Ökonomisch scheine es gleichzeitig so etwas wie Demilitarisierung zu geben, die Ausgaben für Militär, Personal und Waffensysteme seien zurückgegangen. Darauf reagiere die Rüstungsindustrie neben der Schließung von Betrieben und vereinzelter Diversifikation vor allem mit drei Strategien: Erstens mit dem Versuch, die Rüstung auf Bereiche zu konzentrieren, die nicht eingeschränkt werden, vor allem elektrische Steuerungs- und Aufklärungssysteme. Zweitens mit Aufkauf anderer Unternehmen, um den eigenen Marktanteil an einem insgesamt schrumpfenden Markt auszudehnen. Die dritte der expansiven Strategien sei die internationale Konzentration. Seit Beginn der 90er Jahre seien die ersten Versuche zu beobachten, so etwas wie internationale Verflechtungsprozesse durchzuführen, als Übernahme von Unternehmen, als Minderheitsbeteiligung und über Joint ventures.
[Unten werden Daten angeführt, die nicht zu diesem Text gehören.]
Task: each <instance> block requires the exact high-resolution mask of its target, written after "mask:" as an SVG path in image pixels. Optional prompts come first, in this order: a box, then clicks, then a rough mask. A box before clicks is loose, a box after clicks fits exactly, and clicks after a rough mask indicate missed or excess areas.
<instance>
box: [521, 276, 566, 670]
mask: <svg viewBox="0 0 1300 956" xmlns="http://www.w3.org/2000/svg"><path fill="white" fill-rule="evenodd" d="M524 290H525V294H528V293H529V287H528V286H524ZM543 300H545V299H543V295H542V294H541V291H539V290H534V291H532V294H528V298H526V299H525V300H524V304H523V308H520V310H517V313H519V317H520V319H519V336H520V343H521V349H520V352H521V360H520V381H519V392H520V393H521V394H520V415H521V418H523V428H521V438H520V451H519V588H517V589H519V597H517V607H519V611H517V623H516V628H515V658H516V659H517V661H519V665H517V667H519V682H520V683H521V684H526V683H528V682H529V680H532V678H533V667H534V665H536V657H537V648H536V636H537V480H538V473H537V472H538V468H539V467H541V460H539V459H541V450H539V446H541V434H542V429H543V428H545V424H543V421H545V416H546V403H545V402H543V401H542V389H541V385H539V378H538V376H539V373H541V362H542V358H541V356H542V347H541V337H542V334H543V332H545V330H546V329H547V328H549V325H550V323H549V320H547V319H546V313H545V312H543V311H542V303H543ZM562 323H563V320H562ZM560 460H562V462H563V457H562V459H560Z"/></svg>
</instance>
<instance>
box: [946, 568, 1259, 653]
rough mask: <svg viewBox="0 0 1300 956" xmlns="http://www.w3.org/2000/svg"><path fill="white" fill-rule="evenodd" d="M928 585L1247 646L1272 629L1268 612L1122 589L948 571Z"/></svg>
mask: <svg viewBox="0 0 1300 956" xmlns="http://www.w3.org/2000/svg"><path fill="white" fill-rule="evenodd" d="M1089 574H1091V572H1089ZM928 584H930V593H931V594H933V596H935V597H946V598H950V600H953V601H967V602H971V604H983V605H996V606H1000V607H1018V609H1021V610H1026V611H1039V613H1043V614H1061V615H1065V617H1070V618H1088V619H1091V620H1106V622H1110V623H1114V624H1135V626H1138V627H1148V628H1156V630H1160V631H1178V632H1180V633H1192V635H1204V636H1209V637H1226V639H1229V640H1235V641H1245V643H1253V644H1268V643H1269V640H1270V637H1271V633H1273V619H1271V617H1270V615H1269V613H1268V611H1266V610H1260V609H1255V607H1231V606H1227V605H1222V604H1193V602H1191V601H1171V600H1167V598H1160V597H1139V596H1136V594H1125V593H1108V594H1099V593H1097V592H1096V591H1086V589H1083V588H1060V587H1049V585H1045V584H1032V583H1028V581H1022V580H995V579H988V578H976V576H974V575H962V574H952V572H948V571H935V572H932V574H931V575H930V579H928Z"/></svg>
Diese letzte, verbreitetste Form aber nicht mehr als Gemeinschaftsunternehmen zur Durchführung eines einzigen Projektes, sondern so, daß eine gesamte Produktlinie in ein Gemeinschaftsunternehmen eingebracht werde. Als Paradebeispiel nannte er den Eurocopter (DASA und Aerospatiale). Großfusion zwischen den nationalen Champions der Rüstungsindustrie sei zwar schwer vorstellbar aufgrund der Interessen, die nationale Autonomie über die Rüstungsproduktion möglichst weitgehend zu bewahren, aber unterhalb dieser Ebene finde bei den einzelnen Waffenkomponenten eine rege Vernetzung statt in dem Sinne, daß nicht nur projektspezifisch, sondern auf Dauer internationale Rüstungsfirmen gegründet werden. „Die großen Systeme kriegt man nicht westeuropäisiert . .., aber wenn diese großen Systeme immer mehr von unten ausgehöhlt werden und letztlich dann nur noch Holdingfunktionen haben, während alle produktiven Funktionen nach unten verlagert sind und sie sich dann tatsächlich vernetzen oder in Gemeinschaftsunternehmen eingehen, dann ändern sich die Eigentumsstrukturen nicht, aber die Produktionsstrukturen werden dann in der Tat so etwas wie westeuropäische Produktionsstrukturen ...“ Darin sieht J. Huffschmid den Aufbau eines ökonomisch-militärischen Komplexes in Europa, wie er in Maastricht beschlossen wurde, durch die Hintertür.

Fazit: Eine politische Remilitarisierung habe stattgefunden. Die Rüstungsindustrie sei voll in Wartestellung, auf Wiederaufrüstung. Ohne klare 'abrüstungspolitische Entscheidung werden die Weichen nicht auf Konversion gestellt werden.